To ensure that the game received good reception from the masses, Magnum made a point of promoting the page through social media shares. This proved to be a great strategy as Magnum temporarily held the title of the most tweeted URL in the world at one point.

Key Takeaway

Adding a social sharing button to your gamification project will be much appreciated by customers as they can celebrate their achievements with their near and dear ones. To pull this off, we recommend giving customers the power to customize canned messages when they win. In case of a loss, you can take it a step further and introduce a feature that allows them to invite friends over for a rematch.

Most prefer this approach over requesting a social share mid-game as it disrupts the playing experience. Rather than force them into a decision, let them voluntarily choose what they want to do. If the game was interesting, then odds are that they will always be ready to keep sharing.


6. Dominos & Mobile App Experiences

Dominos new pizza chef app

This popular pizza establishment incorporated gamification as part of its marketing strategy. While their menu selection is already impressive and allows them to record good sales numbers, with gamification, they aimed to enhance the overall customer experience.

Their gamification strategy in particular focused on providing customers with fun AR experiences.

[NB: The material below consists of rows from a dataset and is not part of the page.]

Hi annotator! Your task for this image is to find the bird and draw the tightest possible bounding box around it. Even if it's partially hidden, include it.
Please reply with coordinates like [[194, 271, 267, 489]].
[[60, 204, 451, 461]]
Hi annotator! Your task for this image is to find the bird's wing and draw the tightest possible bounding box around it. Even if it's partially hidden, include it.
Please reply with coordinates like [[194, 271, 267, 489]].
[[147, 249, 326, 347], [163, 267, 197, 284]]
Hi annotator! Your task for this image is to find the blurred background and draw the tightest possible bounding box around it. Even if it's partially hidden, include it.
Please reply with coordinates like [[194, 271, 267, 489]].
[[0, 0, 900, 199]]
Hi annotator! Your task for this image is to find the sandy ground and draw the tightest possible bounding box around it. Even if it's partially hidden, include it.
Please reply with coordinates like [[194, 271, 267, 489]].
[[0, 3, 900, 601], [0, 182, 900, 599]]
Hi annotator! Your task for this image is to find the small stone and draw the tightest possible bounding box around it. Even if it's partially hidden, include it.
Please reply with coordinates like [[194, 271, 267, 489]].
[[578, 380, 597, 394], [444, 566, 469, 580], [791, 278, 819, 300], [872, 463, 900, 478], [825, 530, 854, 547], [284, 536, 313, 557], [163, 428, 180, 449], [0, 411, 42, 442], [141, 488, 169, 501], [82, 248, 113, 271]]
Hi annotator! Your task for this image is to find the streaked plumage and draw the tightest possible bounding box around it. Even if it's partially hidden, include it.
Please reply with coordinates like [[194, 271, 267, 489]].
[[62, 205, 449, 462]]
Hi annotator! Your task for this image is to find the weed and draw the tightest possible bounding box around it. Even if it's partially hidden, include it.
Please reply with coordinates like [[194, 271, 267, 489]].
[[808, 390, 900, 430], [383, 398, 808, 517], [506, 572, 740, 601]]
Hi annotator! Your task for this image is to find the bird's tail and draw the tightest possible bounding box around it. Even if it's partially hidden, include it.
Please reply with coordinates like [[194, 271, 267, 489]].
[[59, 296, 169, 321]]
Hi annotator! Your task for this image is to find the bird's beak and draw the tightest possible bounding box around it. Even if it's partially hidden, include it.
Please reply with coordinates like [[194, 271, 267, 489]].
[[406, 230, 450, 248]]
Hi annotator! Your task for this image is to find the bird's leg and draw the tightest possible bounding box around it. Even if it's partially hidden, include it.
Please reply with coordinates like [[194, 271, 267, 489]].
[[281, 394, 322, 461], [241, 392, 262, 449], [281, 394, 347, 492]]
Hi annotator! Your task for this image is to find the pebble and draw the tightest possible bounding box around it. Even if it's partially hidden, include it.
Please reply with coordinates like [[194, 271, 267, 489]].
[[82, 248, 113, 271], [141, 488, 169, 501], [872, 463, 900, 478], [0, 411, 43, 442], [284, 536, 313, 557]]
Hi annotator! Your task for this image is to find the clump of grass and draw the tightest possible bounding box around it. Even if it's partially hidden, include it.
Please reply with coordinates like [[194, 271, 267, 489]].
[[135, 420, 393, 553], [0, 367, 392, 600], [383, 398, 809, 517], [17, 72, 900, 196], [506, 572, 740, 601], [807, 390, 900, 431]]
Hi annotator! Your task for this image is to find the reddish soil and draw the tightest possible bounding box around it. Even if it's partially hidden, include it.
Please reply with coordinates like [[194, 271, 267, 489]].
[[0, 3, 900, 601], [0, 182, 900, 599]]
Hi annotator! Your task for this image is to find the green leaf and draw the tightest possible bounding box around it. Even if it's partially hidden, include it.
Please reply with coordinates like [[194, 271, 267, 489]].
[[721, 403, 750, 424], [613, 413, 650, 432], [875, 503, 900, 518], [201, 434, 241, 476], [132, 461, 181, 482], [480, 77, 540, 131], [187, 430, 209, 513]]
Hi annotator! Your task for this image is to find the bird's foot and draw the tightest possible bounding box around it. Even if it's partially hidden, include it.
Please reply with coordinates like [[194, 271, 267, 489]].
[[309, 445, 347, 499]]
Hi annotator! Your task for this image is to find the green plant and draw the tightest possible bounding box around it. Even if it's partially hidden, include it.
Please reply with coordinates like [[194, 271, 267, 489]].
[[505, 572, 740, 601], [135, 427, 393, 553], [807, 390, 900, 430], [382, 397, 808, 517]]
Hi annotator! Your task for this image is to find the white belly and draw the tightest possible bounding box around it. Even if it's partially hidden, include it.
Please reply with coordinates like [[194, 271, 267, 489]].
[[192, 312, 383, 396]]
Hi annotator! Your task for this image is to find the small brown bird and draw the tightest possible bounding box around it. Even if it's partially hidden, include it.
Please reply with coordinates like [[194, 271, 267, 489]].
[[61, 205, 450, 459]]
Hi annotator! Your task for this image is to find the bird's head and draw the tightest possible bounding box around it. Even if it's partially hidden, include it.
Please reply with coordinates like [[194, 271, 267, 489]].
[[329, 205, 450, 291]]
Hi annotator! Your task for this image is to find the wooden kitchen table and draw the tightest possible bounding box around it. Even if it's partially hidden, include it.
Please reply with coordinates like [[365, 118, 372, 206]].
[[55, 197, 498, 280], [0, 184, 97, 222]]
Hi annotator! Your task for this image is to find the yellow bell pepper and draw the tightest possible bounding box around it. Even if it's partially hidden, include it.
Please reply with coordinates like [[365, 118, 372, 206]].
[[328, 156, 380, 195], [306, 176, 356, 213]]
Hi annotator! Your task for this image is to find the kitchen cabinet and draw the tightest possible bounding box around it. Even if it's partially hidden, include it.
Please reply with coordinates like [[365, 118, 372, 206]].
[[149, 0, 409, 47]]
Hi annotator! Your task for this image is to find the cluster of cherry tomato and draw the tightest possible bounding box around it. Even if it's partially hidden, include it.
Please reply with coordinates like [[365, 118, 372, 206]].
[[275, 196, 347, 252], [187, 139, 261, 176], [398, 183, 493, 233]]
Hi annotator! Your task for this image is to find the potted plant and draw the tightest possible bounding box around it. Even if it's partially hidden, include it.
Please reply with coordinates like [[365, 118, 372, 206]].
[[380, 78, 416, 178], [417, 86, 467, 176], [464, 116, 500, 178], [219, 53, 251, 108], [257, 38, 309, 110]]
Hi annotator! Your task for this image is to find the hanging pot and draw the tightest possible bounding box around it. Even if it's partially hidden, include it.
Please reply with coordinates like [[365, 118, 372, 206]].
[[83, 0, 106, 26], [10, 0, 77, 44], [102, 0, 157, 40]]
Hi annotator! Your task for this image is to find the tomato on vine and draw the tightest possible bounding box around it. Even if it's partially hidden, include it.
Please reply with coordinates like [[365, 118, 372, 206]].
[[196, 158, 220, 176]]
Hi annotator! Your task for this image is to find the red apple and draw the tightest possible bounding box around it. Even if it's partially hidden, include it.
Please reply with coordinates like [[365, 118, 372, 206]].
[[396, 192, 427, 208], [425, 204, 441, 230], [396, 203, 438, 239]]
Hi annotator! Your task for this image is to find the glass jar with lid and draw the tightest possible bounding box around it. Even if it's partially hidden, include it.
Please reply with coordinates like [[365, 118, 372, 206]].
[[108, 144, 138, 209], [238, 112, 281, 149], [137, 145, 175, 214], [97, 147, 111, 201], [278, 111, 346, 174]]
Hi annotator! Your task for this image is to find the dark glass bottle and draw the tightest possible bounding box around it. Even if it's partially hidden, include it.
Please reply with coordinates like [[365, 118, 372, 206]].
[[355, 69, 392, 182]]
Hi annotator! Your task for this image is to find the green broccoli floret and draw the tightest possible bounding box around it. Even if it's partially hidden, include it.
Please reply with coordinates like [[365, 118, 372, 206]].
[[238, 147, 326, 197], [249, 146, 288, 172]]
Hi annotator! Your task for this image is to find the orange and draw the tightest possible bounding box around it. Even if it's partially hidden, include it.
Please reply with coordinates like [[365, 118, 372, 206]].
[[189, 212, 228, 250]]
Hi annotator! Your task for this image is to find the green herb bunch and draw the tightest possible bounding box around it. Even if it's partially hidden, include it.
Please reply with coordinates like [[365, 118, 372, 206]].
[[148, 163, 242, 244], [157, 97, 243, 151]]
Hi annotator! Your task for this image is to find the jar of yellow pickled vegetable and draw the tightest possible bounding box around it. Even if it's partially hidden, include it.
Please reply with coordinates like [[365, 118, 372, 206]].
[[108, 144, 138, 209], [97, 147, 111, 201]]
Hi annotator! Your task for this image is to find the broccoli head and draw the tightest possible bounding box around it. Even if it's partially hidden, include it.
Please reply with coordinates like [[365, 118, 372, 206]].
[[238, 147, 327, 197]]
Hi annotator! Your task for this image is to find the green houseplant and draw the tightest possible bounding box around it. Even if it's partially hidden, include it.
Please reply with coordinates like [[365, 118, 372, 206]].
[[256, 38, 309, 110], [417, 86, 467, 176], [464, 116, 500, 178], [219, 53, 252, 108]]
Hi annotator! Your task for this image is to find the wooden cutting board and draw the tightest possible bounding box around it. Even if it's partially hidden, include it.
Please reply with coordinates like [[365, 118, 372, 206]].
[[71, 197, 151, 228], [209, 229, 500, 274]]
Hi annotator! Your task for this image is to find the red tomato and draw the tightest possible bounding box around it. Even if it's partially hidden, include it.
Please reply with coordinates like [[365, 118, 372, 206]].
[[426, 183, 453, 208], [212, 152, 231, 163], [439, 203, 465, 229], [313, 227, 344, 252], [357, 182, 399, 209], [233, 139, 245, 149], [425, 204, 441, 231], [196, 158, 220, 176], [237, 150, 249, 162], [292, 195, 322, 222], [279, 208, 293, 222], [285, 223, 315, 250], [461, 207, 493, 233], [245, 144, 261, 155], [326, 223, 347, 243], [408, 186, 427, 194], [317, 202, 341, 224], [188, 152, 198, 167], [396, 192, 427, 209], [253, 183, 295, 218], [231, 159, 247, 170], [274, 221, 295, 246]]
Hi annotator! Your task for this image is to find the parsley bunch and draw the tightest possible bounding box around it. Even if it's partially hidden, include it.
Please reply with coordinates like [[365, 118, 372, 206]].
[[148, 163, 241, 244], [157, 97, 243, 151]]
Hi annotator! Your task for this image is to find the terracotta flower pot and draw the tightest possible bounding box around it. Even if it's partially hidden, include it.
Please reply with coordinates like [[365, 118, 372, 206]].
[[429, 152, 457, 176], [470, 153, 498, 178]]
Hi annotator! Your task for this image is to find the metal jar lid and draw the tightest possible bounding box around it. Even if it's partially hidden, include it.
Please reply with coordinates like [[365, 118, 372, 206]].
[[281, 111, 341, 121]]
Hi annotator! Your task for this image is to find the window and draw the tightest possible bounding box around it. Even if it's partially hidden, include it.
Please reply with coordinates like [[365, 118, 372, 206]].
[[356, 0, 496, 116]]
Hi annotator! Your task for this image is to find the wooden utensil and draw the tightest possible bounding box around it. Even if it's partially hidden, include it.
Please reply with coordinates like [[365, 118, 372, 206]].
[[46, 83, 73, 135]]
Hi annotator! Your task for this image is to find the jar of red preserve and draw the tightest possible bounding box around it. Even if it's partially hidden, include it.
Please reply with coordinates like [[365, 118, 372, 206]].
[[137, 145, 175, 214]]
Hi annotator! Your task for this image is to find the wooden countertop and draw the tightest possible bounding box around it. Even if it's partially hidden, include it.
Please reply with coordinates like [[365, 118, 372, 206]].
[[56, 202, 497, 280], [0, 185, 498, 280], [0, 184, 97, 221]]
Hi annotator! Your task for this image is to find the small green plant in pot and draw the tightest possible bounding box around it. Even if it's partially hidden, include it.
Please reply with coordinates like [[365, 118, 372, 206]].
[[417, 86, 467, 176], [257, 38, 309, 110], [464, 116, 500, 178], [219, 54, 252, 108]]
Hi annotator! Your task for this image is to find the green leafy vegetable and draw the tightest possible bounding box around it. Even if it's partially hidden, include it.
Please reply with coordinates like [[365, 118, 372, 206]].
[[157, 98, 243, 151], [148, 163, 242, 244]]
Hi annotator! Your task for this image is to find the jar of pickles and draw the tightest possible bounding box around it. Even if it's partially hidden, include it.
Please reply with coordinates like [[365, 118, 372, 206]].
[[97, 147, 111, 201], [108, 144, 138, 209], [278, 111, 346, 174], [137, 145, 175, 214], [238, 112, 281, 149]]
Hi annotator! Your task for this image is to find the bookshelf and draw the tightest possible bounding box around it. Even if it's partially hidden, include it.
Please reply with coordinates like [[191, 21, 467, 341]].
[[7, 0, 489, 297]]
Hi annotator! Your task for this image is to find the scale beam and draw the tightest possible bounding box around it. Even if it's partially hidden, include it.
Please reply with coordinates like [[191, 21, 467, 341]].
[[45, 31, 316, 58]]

Their New Pizza Chef app, released for both Android and iOS, uses augmented reality to gamify the process of customizing and ordering a pizza. The customer can “see their dream pizza steaming right in front of them and viewed from any angle” as they add toppings to it, according to Domino’s CDXO Michael Gillespie.

This was a great move as it allowed customers to have fun with the buying process. Rather than select options on a list, customers can see their pizza come to life in real-time.

Key Takeaway

Gamified customer experiences can be a great way to collect data on customer preferences. Using information that you have about your customers, you can come up with a pretty good idea of what topics are likely going to interest them.

If you’d rather not do this, you can always embrace personality quizzes from which customers can answer on topics like trending movie/TV/music shows. Say it’s during Comic-Con season or there’s a major holiday coming, you can ask questions like “Who’d you rather be? Superman or Batman?” This approach usually works because it gets people thinking about current topics that they are interested in.

You can take it a step further by promoting the quiz on your social media pages. While you’re at it, why not also incentivize the quiz so that your customers feel compelled to share with others?



The buying journey isn’t always a straightforward process. Once you understand this, you can improve your odds of making a sale. Develop a clearly defined roadmap complete with signposts that progressively lead customers closer to a purchase.

While this sounds like a hard task, gamification offers you a brilliant opportunity to achieve this and then some. This is because your customers can move from one point to another without having to experience the inconvenience of a lengthy sales pitch.

These tips can help you develop a brilliant gamification strategy that not only engages existing customers, but also helps you land new users whilst driving your eCommerce traffic and sales numbers further into the black.